Understood, thanks. As I say, highly unlikely - but saved for future reference!

The way you describe things now I’m starting to think that it might actually be simpler to create a QuickFile invoice for each individual sale anyway, particularly if you have a bank feed set up. I’m thinking a process something like this:

  • when a customer pays you directly by bank transfer, tag the “money in” on your bank account as “payment from a customer”, and create an invoice as part of the tagging process. Initially you don’t necessarily have to create a separate “client” record for each customer, you could have one dummy “Bulk sales” client that you use for them all.
  • you set up a Stripe merchant account and enable the Stripe feed in QuickFile, telling it to ignore both payout transactions and fees. Now when a customer pays you by card it will appear as “money in” in your Stripe merchant account and you can tag-and-create-invoice there, exactly as you do in your main bank account for bank transfer payments
  • when Stripe pays out card payments to you, those will appear as “money in” in your bank account, tag them as transfers from the Stripe merchant account. The merchant account balance will gradually drift upwards through the month due to the fees that Stripe charged you before paying out.
  • at the end of each month, Stripe will make available an invoice summarising that month’s fees (it should be somewhere in the “documents” section of your Stripe dashboard). Download that and create a purchase in QuickFile for the total, and “log payment” from the Stripe merchant account to cancel out the “drift”.

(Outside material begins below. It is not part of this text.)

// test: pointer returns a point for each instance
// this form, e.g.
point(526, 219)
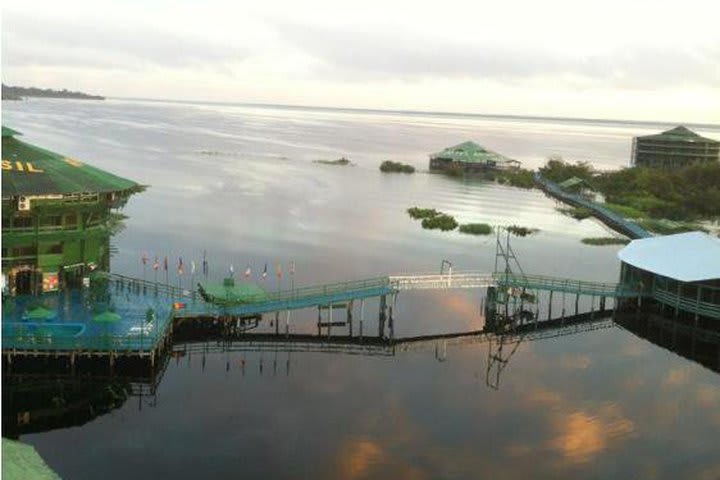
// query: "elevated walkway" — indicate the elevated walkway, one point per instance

This isn’t that many more clicks compared to trying to deal with things in bulk - with the bulk method you’d still have to tag every bank transfer payment individually, just in that case they’d be transfers from a merchant account rather than payments from customers. And you don’t need to faff about trying to calculate weekly totals from Monzo when they don’t give you a sensible report.

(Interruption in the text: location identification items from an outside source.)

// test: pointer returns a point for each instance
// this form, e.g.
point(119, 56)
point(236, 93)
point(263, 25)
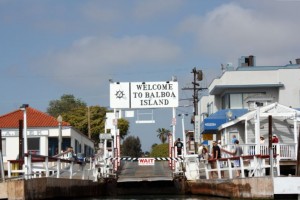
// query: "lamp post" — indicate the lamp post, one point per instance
point(23, 108)
point(183, 133)
point(59, 119)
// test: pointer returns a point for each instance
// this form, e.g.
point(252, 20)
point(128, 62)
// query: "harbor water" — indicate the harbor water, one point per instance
point(156, 197)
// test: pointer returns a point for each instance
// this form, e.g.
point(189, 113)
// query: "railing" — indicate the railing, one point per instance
point(254, 164)
point(44, 166)
point(283, 151)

And doing things this way has a number of other advantages, particularly once you are VAT registered:

  1. every payment is recorded on the date it actually happened, which means there’s no little adjustments to make at the quarter end
  2. if you ever do need to produce a proper VAT invoice for a particular customer the only thing you need to do is create a dedicated client record for that customer when tagging their payment, instead of using the generic “bulk sales” client
  3. the Stripe fee invoice is subject to the VAT reverse charge, which you can apply in one click

Note that last point - if you’re running close to the VAT threshold then remember that you need to add the total of your Stripe fees to your actual turnover when deciding whether you’ve reached the threshold, since reverse-chargeable purchases are considered part of your VAT taxable turnover.

Hi @ian_roberts

That all makes sense, thank you. This is what I’ve done:

  • Created a new Stripe holding account for processing payments collected from Monzo via Stripe
  • Created a ‘bulk’ sales client
  • Created and tested an automation with Zapier which adds a bank transaction to the new Stripe holding account whenever Stripe completes a successful card debit (QF only seems to allow one active Stripe feed)
  • Created a bank tagging rule to catch Stripe transactions and create paid invoices for them against the ‘bulk’ sales client
  • Created a bank tagging rule to catch direct bank transfers to the current account and create paid invoices for them against the ‘bulk’ sales client

This seems to tick most boxes for me - most of it happens automatically, and all I now have to do is a) check and confirm the pending rule matches in those accounts, and b) create a monthly transaction to reconcile the ‘drift’ against Stripe’s aggregate fees. The automation also captures the client name from the card data in Stripe, and adds it to the transaction description - so I can always go back and find a given customer’s individual invoice later if I need to refund, or anything like that.

All noted ref. the VAT reverse charge, thank you - I’ll read up on that.

Thanks so much for taking the time to share your advice on this - I really appreciate it.